Oltre alle accuse di monopolio sulle ricerche online, secondo il Dipartimento di Giustizia (DOJ) statunitense, Google ha “manipolato” le aste riguardanti le pubblicità digitali, e lo avrebbe fatto con modalità tali da danneggiare la concorrenza.
È quanto dichiarato nell’arringa conclusiva nell’ambito del procedimento che vede il DOJ schierato contro Google, accusata di monopolizzare illecitamente il mercato della pubblicità̀ online, in violazione dello Sherman Act (riferimento alla regolamentazione che portò allo smembramento della Standard Oil, potente holding nel settore petrolifero).
Nelle argomentazioni finali il Dipartimento di Giustizia sottolinea che Google avrebbe fatto in modo di tenere fuori le aziende concorrenti, obbligando gli editori a fare riferimento a Google per i ricavi pubblicitari.
Big G è sotto tiro per abuso di posizione dominante nella pubblicità, settore che controlla dopo l’acquisizione di DoubleClick nel 2007, e di altre due società, Invite Media e AdMeld.
Anche grazie a queste acquisizioni, Google detiene praticamente accesso totale agli inserzionisti che cercano di acquistare spazi pubblicitari e la possibilità̀ di metterli in contatto con gli editori, un ruolo di controllo globale (a monte, a valle e nel mezzo), incrociando offerta, domanda e punto di incontro con modalità senza precedenti.
Un dirigente di News Corp. (gruppo editoriale statunitense) ha dichiarato che l’azienda per la quale lavora è effettivamente ostaggio di Google, e che avrebbe rischiato di perdere 9 milioni di dollari nel 2017 abbandonando Big G come piattaforma di advertising.
Il rappresentante legale di Google ha cercato di respingere le accuse, evidenziando la mancanza di prove, ed esempi di aziende rivali che offrirebbero prodotti in competizione, ma è proprio questo il problema: è quasi impossibile rivolgersi a intermediari diversi.
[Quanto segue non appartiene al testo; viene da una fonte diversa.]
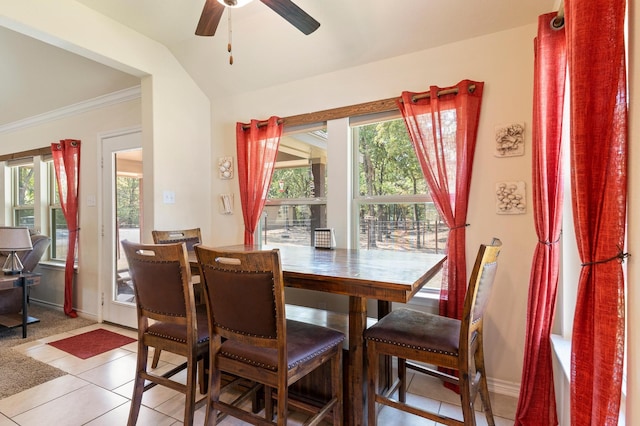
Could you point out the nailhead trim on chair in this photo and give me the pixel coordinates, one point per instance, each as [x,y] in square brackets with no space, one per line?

I siti web guadagnano dalla pubblicità, affidandosi ai servizi di advertising che svolgono il ruolo di intermediari: questi permettono ai siti di proporre annunci sulle pagine e agli inserzionisti di acquistare spazi pubblicitari, con Google che incassa importanti quote di entrate da entrambe le parti.
Il Dipartimento di Giustizia punta a obbligare Google alla vendita della piattaforma Ad Manager; Big G ha tempo fino al prossimo anno per presentare appello.
Il Dipartimento di Giustizia ha intanto chiesto al tribunale di ordinare all’azienda di vendere il suo motore di ricerca e si potrebbe arriavare anche alla vendita di Chrome. La questione risale al primo mandato di Donald Trump alla Casa Bianca, ma la sentenza è arrivata proprio negli ultimi mesi della Presidenza Biden. Resta da capire se con il cambio nell’amministrazione USA sarà un bene o no per Big G.